We analyzed occupational employment statistics from the Bureau of Labor Statistics for 381 metro areas. Figures represent the median annual income as of May 2017, the most recent information available. We took the 10 cities with the highest incomes and the 10 with the lowest and mapped them as green and red spikes, respectively. We then labeled the Top 10 in each category.
Top 10 cities with the highest annual median wages
1. San Francisco-Redwood City-South San Francisco, CA: $77,360
2. San Jose-Sunnyvale-Santa Clara, CA: $77,180
3. California-Lexington Park, MD: $70,860
4. Washington-Arlington-Alexandria, DC-VA-MD-WV: $70,170
5. San Francisco-Oakland-Hayward, CA: $69,700
6. Washington-Arlington-Alexandria, DC-VA-MD-WV: $69,210
7. Boston-Cambridge-Newton, MA: $69,170
8. Bridgeport-Stamford-Norwalk, CT: $67,540
9. Framingham, MA NECTA Division: $66,480
10. Seattle-Bellevue-Everett, WA: $65,350
Top 10 cities with the lowest annual median wages
1. Gadsden, AL: $35,190
2. Brownsville-Harlingen, TX: $35,240
3. Sebring, FL: $35,870
4. Myrtle Beach-Conway-North Myrtle Beach, SC-NC: $35,890
5. Hot Springs, AR: $36,040
6. Daphne-Fairhope-Foley, AL: $36,110
7. Jacksonville, NC: $36,310
8. McAllen-Edinburg-Mission, TX: $36,380
9. Morristown, TN: $36,570
10. Valdosta, GA: $36,880
The most obvious trend from our map is that cities with the lowest paying jobs tend to be in the Southeast, whereas most of the cities with the highest paying jobs are either on the West Coast or in the Northeast. You might expect places like San Francisco and San Jose to top the list, given the presence of so many high paying jobs with the tech community. The same can be said for Seattle and Boston. Interestingly, Washington, DC makes the Top 10 as well, perhaps suggesting that there’s money to be had if you’ve got connections to those in power.

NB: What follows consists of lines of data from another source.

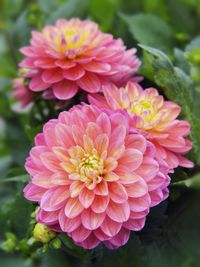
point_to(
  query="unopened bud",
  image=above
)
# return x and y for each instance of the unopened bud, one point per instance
(43, 233)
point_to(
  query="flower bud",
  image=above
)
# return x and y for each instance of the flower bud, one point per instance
(43, 233)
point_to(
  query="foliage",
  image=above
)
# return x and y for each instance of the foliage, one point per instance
(168, 33)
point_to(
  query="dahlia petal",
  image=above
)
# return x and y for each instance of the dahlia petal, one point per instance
(110, 227)
(111, 176)
(100, 235)
(90, 83)
(65, 90)
(118, 212)
(90, 242)
(139, 215)
(86, 197)
(97, 67)
(68, 224)
(80, 234)
(50, 161)
(52, 76)
(92, 220)
(100, 204)
(101, 143)
(139, 204)
(45, 63)
(33, 192)
(73, 208)
(75, 188)
(183, 162)
(36, 84)
(104, 123)
(120, 239)
(148, 169)
(134, 224)
(137, 189)
(117, 192)
(126, 175)
(131, 158)
(64, 64)
(47, 217)
(156, 197)
(74, 73)
(136, 141)
(62, 133)
(54, 198)
(101, 189)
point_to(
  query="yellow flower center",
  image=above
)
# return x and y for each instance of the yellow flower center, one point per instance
(73, 39)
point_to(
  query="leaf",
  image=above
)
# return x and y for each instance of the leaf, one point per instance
(176, 85)
(192, 182)
(21, 178)
(98, 9)
(150, 30)
(72, 8)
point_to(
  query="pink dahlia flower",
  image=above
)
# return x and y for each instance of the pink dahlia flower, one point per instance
(21, 92)
(93, 179)
(154, 117)
(75, 55)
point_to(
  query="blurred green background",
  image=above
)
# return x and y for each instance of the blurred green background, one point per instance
(169, 31)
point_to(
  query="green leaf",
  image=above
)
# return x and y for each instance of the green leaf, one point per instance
(176, 85)
(21, 178)
(192, 182)
(72, 8)
(150, 30)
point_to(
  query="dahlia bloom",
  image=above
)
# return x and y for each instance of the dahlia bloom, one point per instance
(21, 92)
(93, 179)
(75, 55)
(154, 117)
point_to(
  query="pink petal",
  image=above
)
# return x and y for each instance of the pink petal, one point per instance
(100, 204)
(80, 234)
(50, 161)
(65, 90)
(33, 192)
(91, 242)
(46, 217)
(54, 198)
(74, 73)
(136, 141)
(101, 189)
(75, 188)
(117, 192)
(97, 67)
(118, 212)
(148, 169)
(52, 76)
(86, 197)
(135, 224)
(67, 224)
(90, 83)
(92, 220)
(131, 158)
(104, 123)
(36, 84)
(139, 204)
(137, 189)
(110, 227)
(101, 235)
(64, 63)
(120, 239)
(73, 208)
(101, 143)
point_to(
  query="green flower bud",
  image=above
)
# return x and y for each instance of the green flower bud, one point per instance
(56, 243)
(43, 233)
(10, 243)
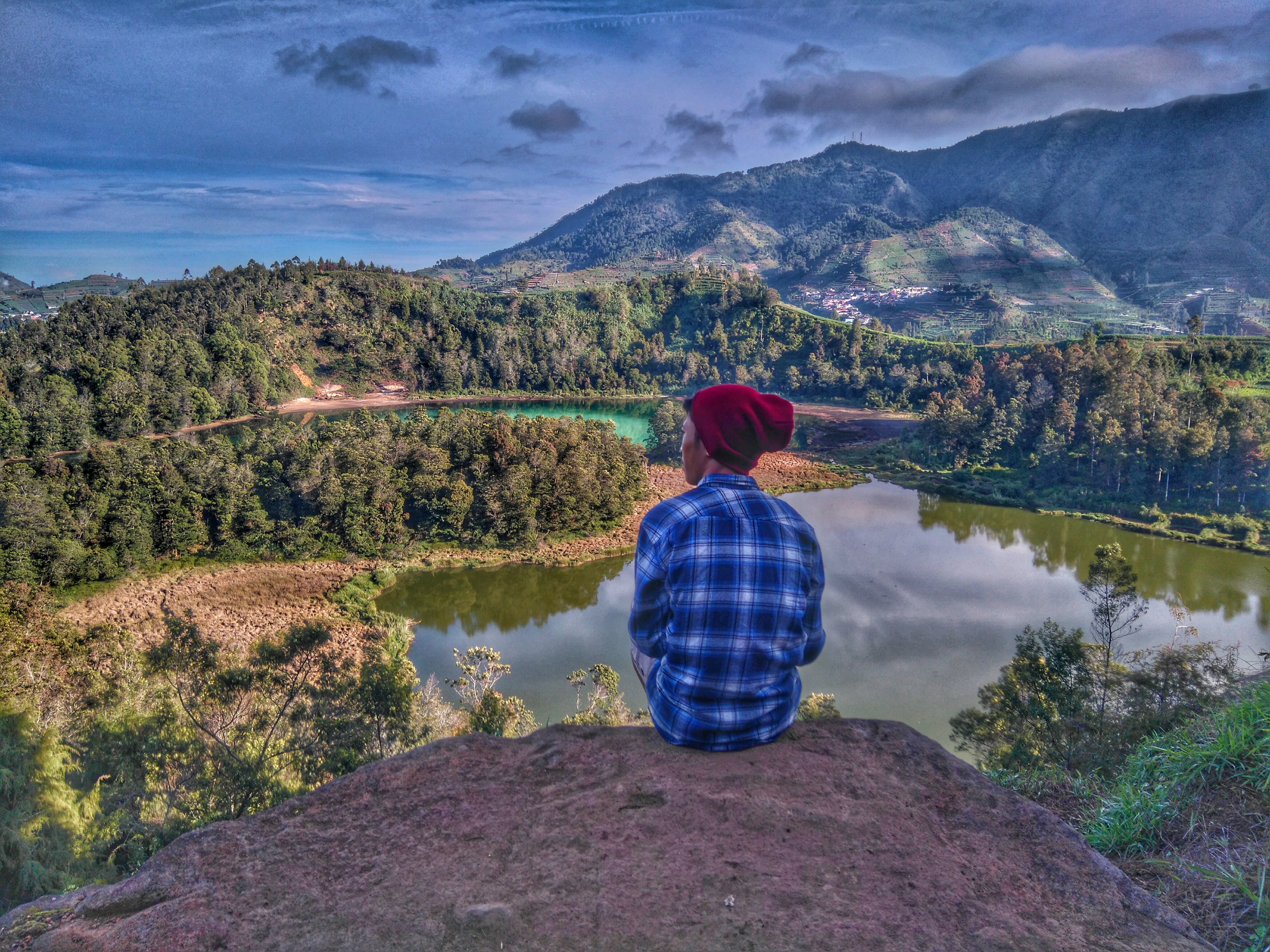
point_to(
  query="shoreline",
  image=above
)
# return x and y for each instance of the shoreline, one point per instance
(878, 424)
(238, 603)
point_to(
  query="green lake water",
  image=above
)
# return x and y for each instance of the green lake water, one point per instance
(922, 602)
(629, 417)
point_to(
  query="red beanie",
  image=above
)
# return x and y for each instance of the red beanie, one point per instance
(737, 424)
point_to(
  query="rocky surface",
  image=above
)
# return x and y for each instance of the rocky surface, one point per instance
(841, 836)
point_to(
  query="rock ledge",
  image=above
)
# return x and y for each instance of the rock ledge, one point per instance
(841, 836)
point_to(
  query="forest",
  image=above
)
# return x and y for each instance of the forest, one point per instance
(287, 490)
(1157, 756)
(1120, 426)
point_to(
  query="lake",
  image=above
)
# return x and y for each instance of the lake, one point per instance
(924, 598)
(629, 417)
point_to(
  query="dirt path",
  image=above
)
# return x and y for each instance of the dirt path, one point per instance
(857, 424)
(239, 603)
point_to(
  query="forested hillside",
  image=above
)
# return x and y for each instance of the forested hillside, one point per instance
(371, 487)
(1180, 190)
(237, 342)
(1119, 423)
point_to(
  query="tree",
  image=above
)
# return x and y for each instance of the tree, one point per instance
(488, 711)
(1036, 712)
(605, 705)
(1112, 591)
(666, 431)
(40, 813)
(252, 715)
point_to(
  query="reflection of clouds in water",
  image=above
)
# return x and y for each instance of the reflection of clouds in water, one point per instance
(922, 603)
(545, 621)
(502, 597)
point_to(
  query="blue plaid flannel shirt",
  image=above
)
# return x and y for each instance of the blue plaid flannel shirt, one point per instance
(728, 584)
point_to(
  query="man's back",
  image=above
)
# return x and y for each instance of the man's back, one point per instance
(728, 584)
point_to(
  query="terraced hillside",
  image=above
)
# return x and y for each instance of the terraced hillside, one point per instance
(21, 298)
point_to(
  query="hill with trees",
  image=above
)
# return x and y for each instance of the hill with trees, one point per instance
(1178, 191)
(1116, 424)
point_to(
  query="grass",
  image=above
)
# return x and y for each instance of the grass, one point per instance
(1187, 818)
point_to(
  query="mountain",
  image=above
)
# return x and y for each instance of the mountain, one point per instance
(19, 298)
(1173, 192)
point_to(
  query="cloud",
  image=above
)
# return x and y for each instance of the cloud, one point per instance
(1252, 37)
(781, 134)
(699, 135)
(351, 64)
(1037, 82)
(554, 121)
(510, 64)
(811, 55)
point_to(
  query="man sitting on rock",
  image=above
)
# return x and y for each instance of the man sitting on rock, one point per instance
(728, 584)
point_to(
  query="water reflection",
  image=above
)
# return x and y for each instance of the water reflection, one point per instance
(1207, 579)
(506, 597)
(922, 603)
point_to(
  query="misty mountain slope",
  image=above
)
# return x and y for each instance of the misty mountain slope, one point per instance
(1179, 190)
(762, 215)
(1183, 186)
(975, 245)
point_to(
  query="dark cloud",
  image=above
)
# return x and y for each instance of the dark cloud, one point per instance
(811, 55)
(510, 64)
(1034, 83)
(699, 135)
(554, 121)
(1253, 36)
(781, 134)
(351, 64)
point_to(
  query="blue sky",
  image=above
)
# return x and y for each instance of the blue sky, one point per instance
(150, 136)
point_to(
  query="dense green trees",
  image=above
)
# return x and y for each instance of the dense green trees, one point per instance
(1119, 422)
(1081, 706)
(365, 485)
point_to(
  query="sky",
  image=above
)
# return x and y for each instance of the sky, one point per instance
(146, 137)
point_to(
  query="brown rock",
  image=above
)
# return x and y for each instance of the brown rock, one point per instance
(842, 836)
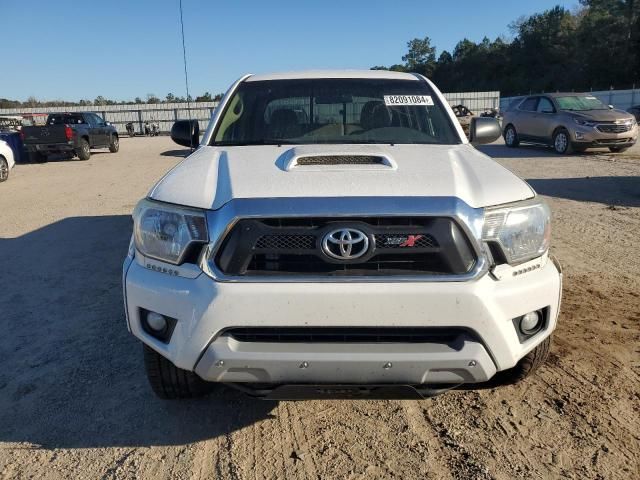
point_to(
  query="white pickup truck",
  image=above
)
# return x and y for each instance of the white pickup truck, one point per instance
(335, 234)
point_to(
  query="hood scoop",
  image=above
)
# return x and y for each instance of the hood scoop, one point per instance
(322, 160)
(340, 160)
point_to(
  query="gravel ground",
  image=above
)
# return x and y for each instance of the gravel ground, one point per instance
(74, 400)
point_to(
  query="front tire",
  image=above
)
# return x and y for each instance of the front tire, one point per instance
(170, 382)
(511, 137)
(526, 366)
(562, 142)
(114, 145)
(618, 149)
(4, 169)
(83, 152)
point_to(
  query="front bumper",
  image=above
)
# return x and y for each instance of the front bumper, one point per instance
(587, 137)
(205, 308)
(50, 147)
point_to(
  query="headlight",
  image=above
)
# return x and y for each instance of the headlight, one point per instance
(521, 230)
(584, 123)
(166, 232)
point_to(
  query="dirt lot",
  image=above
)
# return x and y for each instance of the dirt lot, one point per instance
(74, 401)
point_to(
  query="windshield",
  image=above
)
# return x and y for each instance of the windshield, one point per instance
(340, 111)
(580, 103)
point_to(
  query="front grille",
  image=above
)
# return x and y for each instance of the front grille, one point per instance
(397, 246)
(613, 127)
(341, 160)
(449, 336)
(612, 141)
(286, 242)
(391, 240)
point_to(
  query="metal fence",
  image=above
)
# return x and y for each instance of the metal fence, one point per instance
(164, 114)
(622, 99)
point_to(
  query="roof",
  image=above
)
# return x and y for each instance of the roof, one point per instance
(310, 74)
(564, 94)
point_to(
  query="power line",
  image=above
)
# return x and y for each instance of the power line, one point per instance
(186, 76)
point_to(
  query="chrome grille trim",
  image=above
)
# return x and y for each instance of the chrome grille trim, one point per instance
(614, 127)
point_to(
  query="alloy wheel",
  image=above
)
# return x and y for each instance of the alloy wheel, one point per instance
(4, 170)
(560, 143)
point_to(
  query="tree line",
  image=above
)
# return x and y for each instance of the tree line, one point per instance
(33, 102)
(596, 46)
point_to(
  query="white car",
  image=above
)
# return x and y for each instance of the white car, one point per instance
(335, 234)
(6, 160)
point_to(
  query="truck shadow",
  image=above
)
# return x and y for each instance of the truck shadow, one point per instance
(72, 375)
(500, 150)
(612, 191)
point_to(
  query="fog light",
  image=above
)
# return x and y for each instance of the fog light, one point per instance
(530, 323)
(157, 322)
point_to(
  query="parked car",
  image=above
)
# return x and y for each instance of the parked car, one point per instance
(6, 160)
(568, 122)
(71, 133)
(374, 252)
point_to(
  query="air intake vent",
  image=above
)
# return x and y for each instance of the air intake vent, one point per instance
(341, 160)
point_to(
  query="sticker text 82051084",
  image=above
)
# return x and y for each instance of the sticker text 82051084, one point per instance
(391, 100)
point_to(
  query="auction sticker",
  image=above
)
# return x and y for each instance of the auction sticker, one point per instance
(391, 100)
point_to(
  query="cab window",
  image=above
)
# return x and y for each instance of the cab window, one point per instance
(545, 106)
(529, 105)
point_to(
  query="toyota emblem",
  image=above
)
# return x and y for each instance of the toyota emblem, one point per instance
(345, 244)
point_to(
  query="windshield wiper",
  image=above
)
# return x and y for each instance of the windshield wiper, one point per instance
(254, 142)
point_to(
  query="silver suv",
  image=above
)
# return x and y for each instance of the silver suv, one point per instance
(569, 122)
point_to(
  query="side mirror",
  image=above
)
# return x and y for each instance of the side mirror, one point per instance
(484, 130)
(186, 133)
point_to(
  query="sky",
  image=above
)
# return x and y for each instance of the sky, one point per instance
(72, 50)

But we think the best place to live is probably San Francisco. It has an unemployment rate of just 2.8% (the lowest of any in the Top 10) and a poverty rate of just 9.2% (the second lowest in the Top 10). That signals an economy running at top speed. Great weather, by the ocean, plenty of good paying jobs — now if only they can do something about the earthquakes.
Seattle, Boston, San Francisco — you’ve no doubt heard of many of the cities with the highest paying jobs. Gadsen, Brownsville, Sebring — do any of those places ring a bell? Many of the metro areas with the lowest paying jobs are hard to find on a map precisely because they aren’t known for any booming industries. As a matter of fact, Texas has two cities in the bottom 10, neither of which are the big ones you’ve already heard of like Dallas or Houston.
There are a couple of interesting surprises on our map at both ends of the spectrum, however. Fairbanks, Alaska makes it into the Top 10 (with a median salary of $56,760), thanks in large part to the scarcity of labor on the last frontier and the oil industry. Alaska produces so much oil that instead of taxing people’s income, the state government actually pays people to live and work there. Boulder, Colorado also stands out as the only city on Mountain Time making it into the Top 25.
Inequality is one of the defining themes of the U.S. today, but it can be a hard thing to illustrate. Our map shows where the haves and the have-nots tend to live and, although it is not a complete picture, it demonstrates enormous regional differences in take-home pay for American workers.